Mit der Umsetzung höchstrichterlicher Rechtsprechung stellt der Gesetzgeber eine konsequente Fortentwicklung der Kapitalverkehrsfreiheit sicher. Darüber hinaus will er die Steuergerechtigkeit durch einen angemessenen Informationsaustausch wahren.

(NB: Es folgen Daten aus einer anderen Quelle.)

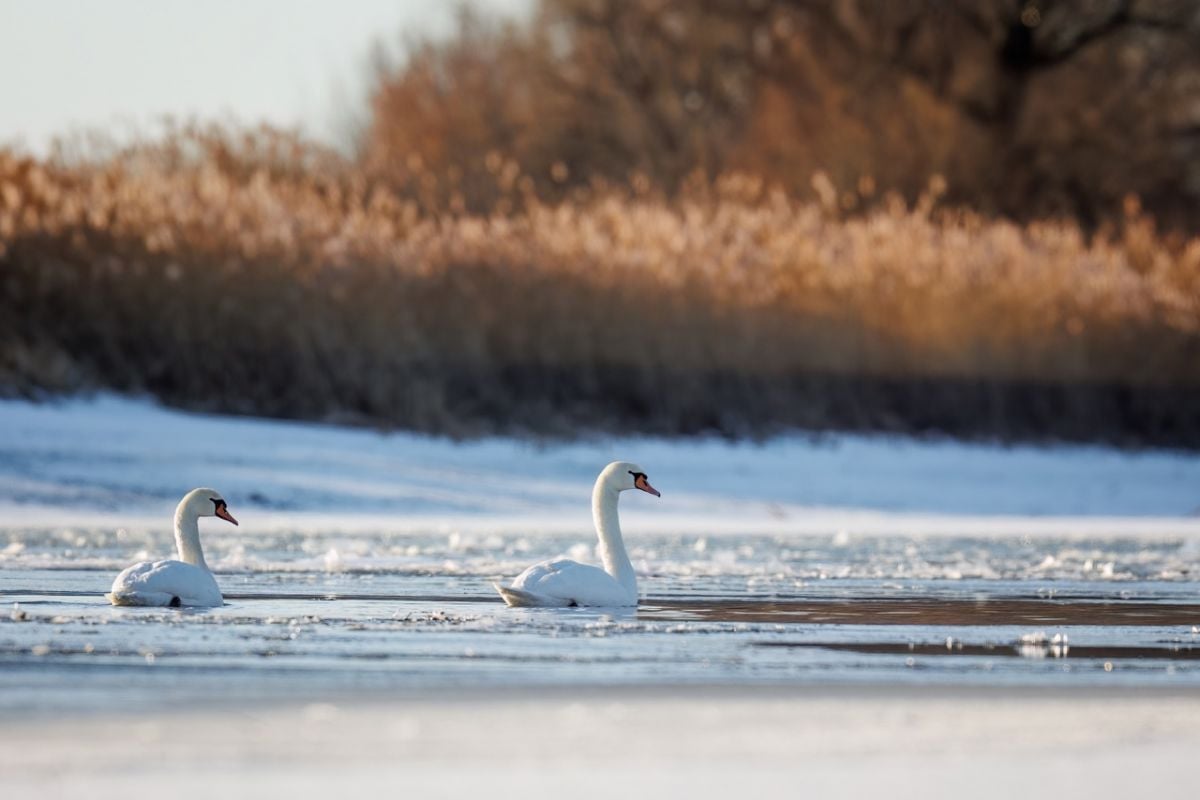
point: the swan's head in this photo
(208, 503)
(624, 475)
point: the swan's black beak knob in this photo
(645, 485)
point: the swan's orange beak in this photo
(223, 512)
(642, 483)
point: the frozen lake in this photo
(364, 563)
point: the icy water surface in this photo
(364, 563)
(317, 615)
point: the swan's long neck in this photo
(612, 546)
(187, 536)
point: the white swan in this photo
(186, 582)
(564, 582)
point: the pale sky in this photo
(120, 65)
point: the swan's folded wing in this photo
(165, 583)
(574, 584)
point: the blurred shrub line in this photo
(253, 272)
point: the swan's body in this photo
(563, 582)
(186, 582)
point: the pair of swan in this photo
(561, 582)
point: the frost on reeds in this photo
(256, 274)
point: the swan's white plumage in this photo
(184, 582)
(570, 583)
(563, 582)
(165, 583)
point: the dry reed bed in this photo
(267, 277)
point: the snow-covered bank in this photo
(117, 461)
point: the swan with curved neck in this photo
(186, 582)
(564, 582)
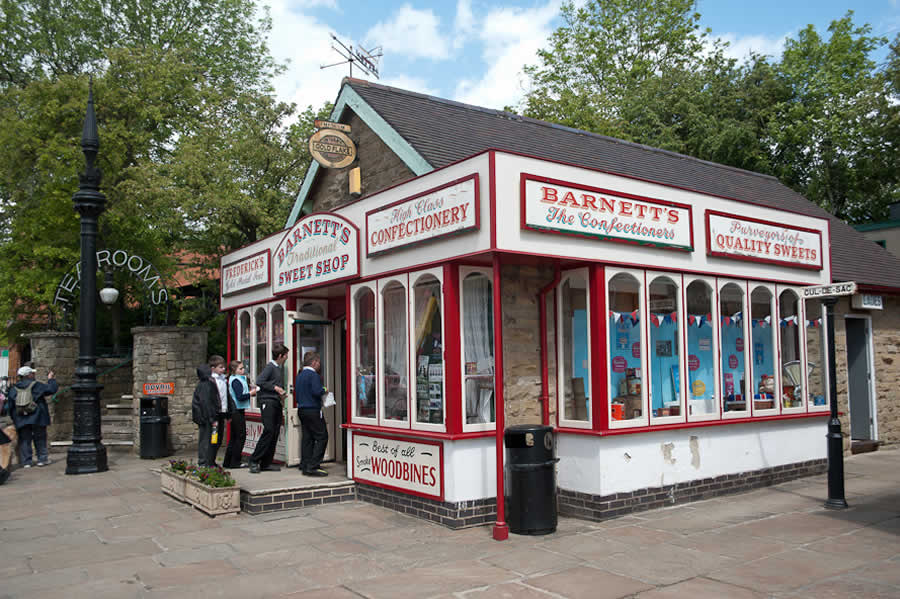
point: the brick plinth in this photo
(604, 507)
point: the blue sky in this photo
(473, 51)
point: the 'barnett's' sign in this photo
(332, 148)
(412, 466)
(320, 248)
(246, 274)
(446, 210)
(762, 241)
(555, 206)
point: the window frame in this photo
(464, 272)
(716, 349)
(640, 276)
(412, 410)
(561, 420)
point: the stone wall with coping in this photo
(169, 355)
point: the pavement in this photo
(116, 535)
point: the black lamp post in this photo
(87, 453)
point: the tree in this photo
(196, 154)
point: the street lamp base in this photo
(85, 458)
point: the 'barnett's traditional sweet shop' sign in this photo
(246, 274)
(762, 241)
(549, 205)
(446, 210)
(412, 466)
(320, 248)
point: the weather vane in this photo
(365, 60)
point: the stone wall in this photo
(57, 351)
(520, 285)
(169, 355)
(886, 347)
(379, 168)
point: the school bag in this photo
(25, 403)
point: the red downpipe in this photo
(545, 374)
(501, 528)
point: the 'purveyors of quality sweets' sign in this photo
(445, 210)
(549, 205)
(414, 466)
(762, 241)
(246, 274)
(320, 248)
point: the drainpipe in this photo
(542, 307)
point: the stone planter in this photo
(173, 483)
(213, 501)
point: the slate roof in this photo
(443, 131)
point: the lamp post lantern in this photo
(87, 453)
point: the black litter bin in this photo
(154, 426)
(530, 485)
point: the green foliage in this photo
(823, 118)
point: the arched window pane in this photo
(394, 359)
(366, 394)
(731, 310)
(665, 392)
(428, 350)
(701, 367)
(478, 348)
(625, 347)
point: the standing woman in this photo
(239, 394)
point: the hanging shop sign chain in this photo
(147, 274)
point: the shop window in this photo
(762, 350)
(731, 314)
(262, 341)
(574, 348)
(815, 355)
(364, 353)
(789, 354)
(625, 351)
(478, 349)
(701, 364)
(427, 344)
(394, 365)
(664, 355)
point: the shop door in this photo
(859, 378)
(312, 334)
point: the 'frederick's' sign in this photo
(449, 209)
(762, 241)
(320, 248)
(549, 205)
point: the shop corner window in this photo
(734, 385)
(664, 349)
(574, 348)
(701, 362)
(789, 354)
(625, 349)
(478, 349)
(815, 355)
(364, 353)
(394, 365)
(427, 345)
(762, 350)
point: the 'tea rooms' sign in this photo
(319, 248)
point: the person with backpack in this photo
(31, 415)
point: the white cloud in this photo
(511, 38)
(740, 47)
(413, 32)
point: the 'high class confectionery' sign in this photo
(762, 241)
(549, 205)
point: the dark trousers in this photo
(315, 438)
(236, 441)
(265, 447)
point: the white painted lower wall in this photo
(622, 463)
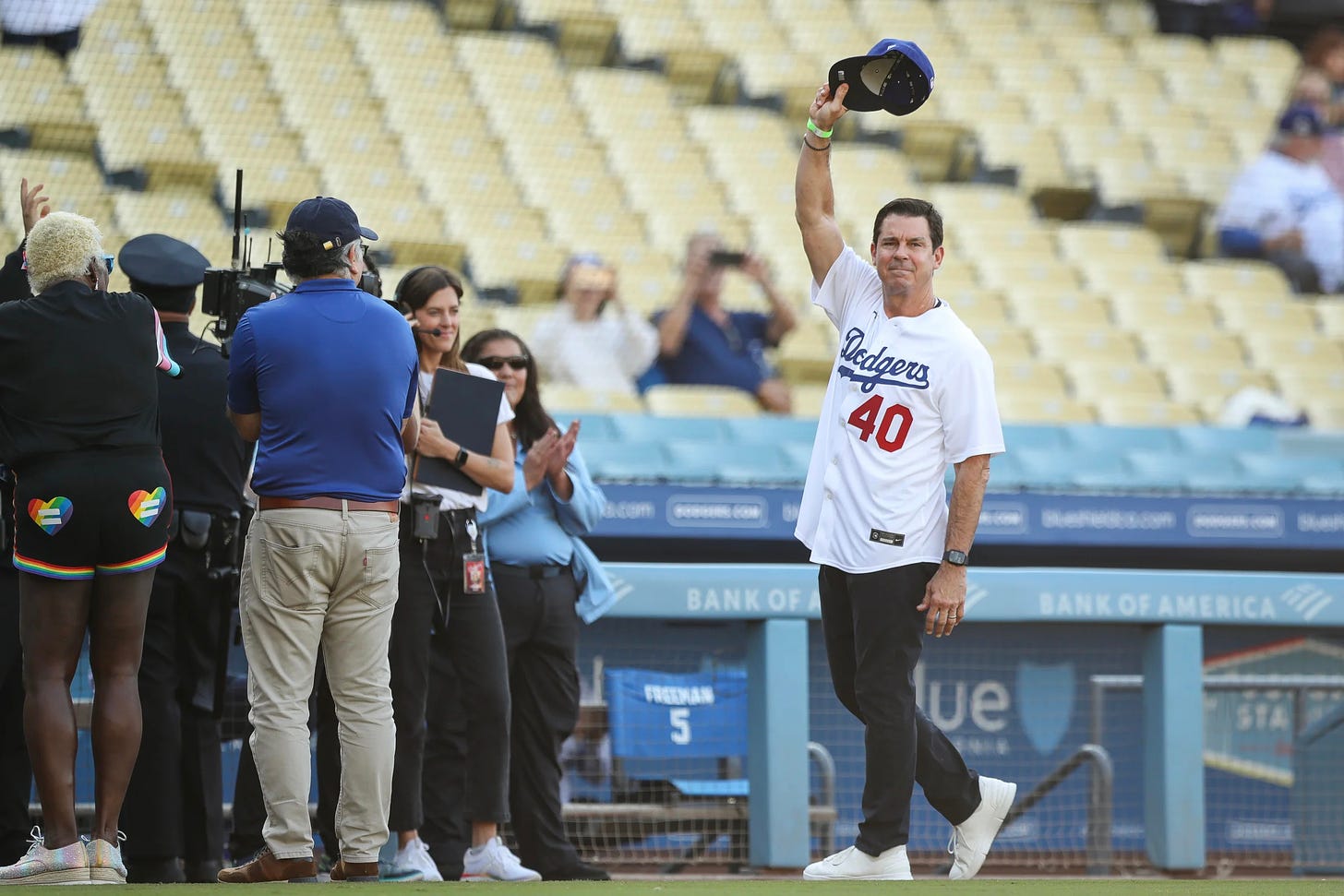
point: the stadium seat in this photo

Mit dem Jahressteuergesetz 2024 führt der Gesetzgeber die europarechtlich gebotene anteilige Abzugsfähigkeit allgemeiner Nachlassverbindlichkeiten ein. Zugleich wird die Vorschrift neu strukturiert [§ 10 Abs. 6, 6a und 6b Erbschaftsteuergesetz (ErbStG)]. Ferner wird die Steuerbefreiung für zu Wohnzwecken vermietete Grundstücke auf Grundstücke in Drittstaaten erweitert, wenn in Bezug auf die Erbschaftsteuer ein Informationsaustausch mit diesem Drittstaat sichergestellt ist (§ 13d Abs. 3 Nr. 2 ErbStG). Schließlich wird unter derselben Voraussetzung die Inanspruchnahme der Stundungsregelung bei sämtlichen zu eigenen oder fremden Wohnzwecken erworbenen Grundstücken ermöglicht (§ 28 Abs. 3 ErbStG). Die Änderungen sind vor allem Auswirkungen der in Art. 63 ff. des Vertrags über die Arbeitsweise der Europäischen Union (AEUV) geregelten Kapitalverkehrsfreiheit, deren Kern jegliche Beschränkungen des Kapital- und Zahlungsverkehrs zwischen den Mitgliedstaaten sowie zwischen Mitgliedstaaten und Drittstaaten verbietet. Kapitalverkehr sind Verkehrsgeschäfte über Geld- oder Sachkapital zwischen Beteiligten in verschiedenen Mitgliedstaaten. Dabei ist sowohl auf das Primärrecht in Form von Art. 57 des Vertrags zur Gründung der Europäischen Gemeinschaft (EGV) als auch auf das Sekundärrecht zurückzugreifen, wie es auch aus der Kapitalverkehrsrichtlinie (4. Rl. Nr. 88/361 des Rats zur Liberalisierung des Kapitalverkehrs vom 24.06.1988) folgt. Nachfolgend sind die wesentlichen Neuregelungen skizziert.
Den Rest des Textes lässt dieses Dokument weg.